The smallest decline has been in US high yield markets where bid-ask spreads have dropped 19% since the start of the year. Having started the year with a tighter spread than European high yield and emerging markets bonds at 27 basis points, it has now been overtaken by EM, and has a bid-ask spread at 22 bps. The largest tightening has been in dollar denominated emerging markets debt, with a drop of 28%, from 29 bps to 21 bps since the start of the year.

There is not a clear correlation between volumes and bid-ask spread activity. Although investment grade in both European and the US has seen trade count break higher than the corresponding notional volume – indicating a reduction in average trade size – that is not the case for European high yield, which at 23 bps bid-ask spread is now the widest of the five groups being assessed, but has seen a 27% drop since the start of the year.

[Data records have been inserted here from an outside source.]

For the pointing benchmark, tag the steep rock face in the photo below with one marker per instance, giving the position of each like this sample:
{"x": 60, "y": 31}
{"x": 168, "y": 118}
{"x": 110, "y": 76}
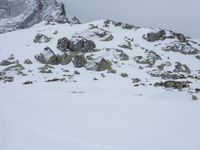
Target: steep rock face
{"x": 31, "y": 12}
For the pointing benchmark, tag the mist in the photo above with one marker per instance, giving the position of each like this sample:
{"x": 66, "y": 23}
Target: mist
{"x": 178, "y": 15}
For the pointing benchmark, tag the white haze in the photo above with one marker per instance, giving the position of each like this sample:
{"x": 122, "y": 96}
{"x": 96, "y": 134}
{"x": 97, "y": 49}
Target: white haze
{"x": 181, "y": 16}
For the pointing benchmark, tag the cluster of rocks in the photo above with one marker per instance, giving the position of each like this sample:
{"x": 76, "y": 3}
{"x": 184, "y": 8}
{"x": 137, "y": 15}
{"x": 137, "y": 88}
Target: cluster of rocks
{"x": 173, "y": 84}
{"x": 150, "y": 60}
{"x": 162, "y": 35}
{"x": 32, "y": 12}
{"x": 74, "y": 51}
{"x": 127, "y": 26}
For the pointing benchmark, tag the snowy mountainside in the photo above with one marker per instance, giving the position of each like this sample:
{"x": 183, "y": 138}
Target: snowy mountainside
{"x": 26, "y": 13}
{"x": 102, "y": 85}
{"x": 140, "y": 56}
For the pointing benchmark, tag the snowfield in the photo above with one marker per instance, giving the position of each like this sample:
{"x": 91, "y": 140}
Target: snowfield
{"x": 109, "y": 113}
{"x": 91, "y": 117}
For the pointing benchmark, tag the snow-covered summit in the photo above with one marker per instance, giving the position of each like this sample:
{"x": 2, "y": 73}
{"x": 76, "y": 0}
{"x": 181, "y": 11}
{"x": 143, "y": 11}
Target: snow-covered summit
{"x": 26, "y": 13}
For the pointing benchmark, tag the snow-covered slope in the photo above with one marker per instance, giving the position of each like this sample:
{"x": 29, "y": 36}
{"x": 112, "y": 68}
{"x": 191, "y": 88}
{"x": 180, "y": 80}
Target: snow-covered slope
{"x": 26, "y": 13}
{"x": 102, "y": 85}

One possible reason could be the growth of e-trading, which has seen a year-on-year drop off in US high yield to sub 30%, even as US IG, emerging market and European IG and HY e-trading volumes grow. Another is the level of competition between market makers in each market. The significance of the relative decline depends on the level to which structural factors are at play, which might affect future flexibility on spreads. With US and European HY bond bid-ask spreads within a basis point of each other, as indeed are US and European IG markets, one perspective is that markets have corrected an imbalance of expensive liquidity in European HY.

If US markets are able to drive down costs further, either due to increased competition, it may prove challenging for dealers’ profitability but could significantly reduce trading costs for investors. If e-trading is increased – reducing costs for market makers and buy-side traders – we could see a sustainable reduction in the costs of trading.